1
votes

I tried running a Dataflow pipeline to read from Local machine(windows) and write to Google cloud storage using a DirectPipelineRunner. The job failed with the error below specifying FileNotFoundException(so i believe the dataflow job is unable to read my location). I am running the job from my local machine to run the GCP based template that i created. I am able to see it in the GCP Dataflow dashboard, but fails with the below error. Please help. I also tried IP or hostname of my local machine along with my local location, but faced this FileNotFoundException?

Error:

java.io.FileNotFoundException: No files matched spec: C:/data/sampleinput.txt
    at org.apache.beam.sdk.io.FileSystems.maybeAdjustEmptyMatchResult(FileSystems.java:172)
    at org.apache.beam.sdk.io.FileSystems.match(FileSystems.java:158)
    at org.apache.beam.sdk.io.FileBasedSource.split(FileBasedSource.java:261)
    at com.google.cloud.dataflow.worker.WorkerCustomSources.splitAndValidate(WorkerCustomSources.java:275)

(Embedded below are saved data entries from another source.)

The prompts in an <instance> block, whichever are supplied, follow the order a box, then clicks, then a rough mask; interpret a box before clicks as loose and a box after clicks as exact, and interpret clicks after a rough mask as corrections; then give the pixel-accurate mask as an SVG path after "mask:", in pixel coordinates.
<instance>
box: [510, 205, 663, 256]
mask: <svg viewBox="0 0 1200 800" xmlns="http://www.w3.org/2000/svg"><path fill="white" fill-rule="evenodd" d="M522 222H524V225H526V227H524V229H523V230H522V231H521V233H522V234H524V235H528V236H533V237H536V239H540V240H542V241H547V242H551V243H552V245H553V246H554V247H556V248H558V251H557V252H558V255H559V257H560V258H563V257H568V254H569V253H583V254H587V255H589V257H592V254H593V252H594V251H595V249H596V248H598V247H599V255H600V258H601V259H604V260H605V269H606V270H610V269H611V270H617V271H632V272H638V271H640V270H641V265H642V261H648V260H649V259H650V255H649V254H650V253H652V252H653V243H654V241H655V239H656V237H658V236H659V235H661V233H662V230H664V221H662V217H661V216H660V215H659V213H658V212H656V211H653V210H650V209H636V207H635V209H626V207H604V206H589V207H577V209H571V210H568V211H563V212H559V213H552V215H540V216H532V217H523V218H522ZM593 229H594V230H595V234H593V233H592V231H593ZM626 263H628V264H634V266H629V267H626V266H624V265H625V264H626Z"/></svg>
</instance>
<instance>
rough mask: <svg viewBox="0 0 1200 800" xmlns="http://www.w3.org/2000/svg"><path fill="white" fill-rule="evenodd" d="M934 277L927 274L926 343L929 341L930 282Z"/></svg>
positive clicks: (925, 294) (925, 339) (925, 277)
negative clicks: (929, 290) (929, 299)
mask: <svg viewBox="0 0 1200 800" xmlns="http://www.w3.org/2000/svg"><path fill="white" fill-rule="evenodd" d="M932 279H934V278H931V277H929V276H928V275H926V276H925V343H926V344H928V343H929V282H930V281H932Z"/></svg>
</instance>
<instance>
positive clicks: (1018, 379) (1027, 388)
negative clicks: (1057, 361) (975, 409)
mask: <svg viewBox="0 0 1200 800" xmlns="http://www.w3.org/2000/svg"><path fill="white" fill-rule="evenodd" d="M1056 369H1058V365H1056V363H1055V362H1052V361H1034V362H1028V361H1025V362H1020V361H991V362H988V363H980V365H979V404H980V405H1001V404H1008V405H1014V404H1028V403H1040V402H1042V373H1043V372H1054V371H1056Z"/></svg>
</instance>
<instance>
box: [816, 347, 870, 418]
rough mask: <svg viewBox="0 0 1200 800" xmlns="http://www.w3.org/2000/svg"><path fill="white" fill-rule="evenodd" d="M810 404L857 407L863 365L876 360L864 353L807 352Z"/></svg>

COMMAND TO RUN THE TEMPLATE:

gcloud dataflow jobs run jobname --gcs-location gs://<somebucketname of template>/<templatename> --parameters inputFilePattern=C:/data/sampleinput.txt,outputLocation=gs://<bucketname>/output/outputfile,runner=DirectPipelineRunner

CODE:

PCollection<String>  textData =pipeline.apply("Read Text Data", TextIO.read().from(options.getInputFilePattern()));
    textData.apply("Write Text Data",TextIO.write().to(options.getOutputLocation()));
1

1 Answers

2
votes

The gcloud dataflow jobs run command runs your job on Cloud Dataflow. That means the Dataflow workers will try to find C:/data/sampleinput.txt, which does not exist on these workers, obviously.

You can fix this by uploading sampleinput.txt to a bucket and supply the URI gs://<bucketname>/sampleinput.txt as inputFilePattern. Then the Dataflow workers will be able to find your input file and the job should succeed.